Shirley ne fut pas longue à apparaître au bout de la rue, les bras chargés de sacs en papier. Elle devait revenir de l’épicerie d’à côté. Andy se leva et vint à sa rencontre.

Bonjour. Je suis venu vous donner des nouvelles de Papy. Andy marqua une petite pause. Et j’aimerai que vous me parliez encore de votre passé commun.

Shirley ne répondit pas un mot, et pressa le pas vers l’entrée de sa maison.

Juste quelques minutes, insista Andy. J’aurai juste une ou deux questions à vous poser.

Shirley avait ouvert sa porte et la déverrouillait.

Est-ce que vous savez si John…

La porte claqua derrière la vieille dame. Andy était sur le perron et finit sa phrase avant le bois pour seul interlocuteur.

…connaissait le russe ?

Andy avait déjà fait trois pas en arrière quand la porte s’entrouvrit doucement. La tête de Shirley Tyller apparût dans l’embrasure, un air moitié en colère, moitié apeuré dessiné sur le visage.
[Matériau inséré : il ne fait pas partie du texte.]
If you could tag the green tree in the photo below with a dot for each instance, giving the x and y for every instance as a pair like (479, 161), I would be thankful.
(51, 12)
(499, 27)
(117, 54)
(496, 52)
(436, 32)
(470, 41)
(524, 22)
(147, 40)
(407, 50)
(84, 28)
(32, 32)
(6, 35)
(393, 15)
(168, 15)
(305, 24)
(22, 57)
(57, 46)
Elle s’adressa clairement à Andy.

Je ne répondrai pas à vos questions, et je vous demande de me laisser tranquille. Ne cherchez pas à me revoir. Et si je vous revois dans les parages, je n’hésiterai certainement pas à appeler la police !

Sans attendre aucune réponse, la porte se claqua devant Andy. Il n’avait pour l’instant pas d’autre choix que de rentrer chez lui, avec toutes ses questions en tête.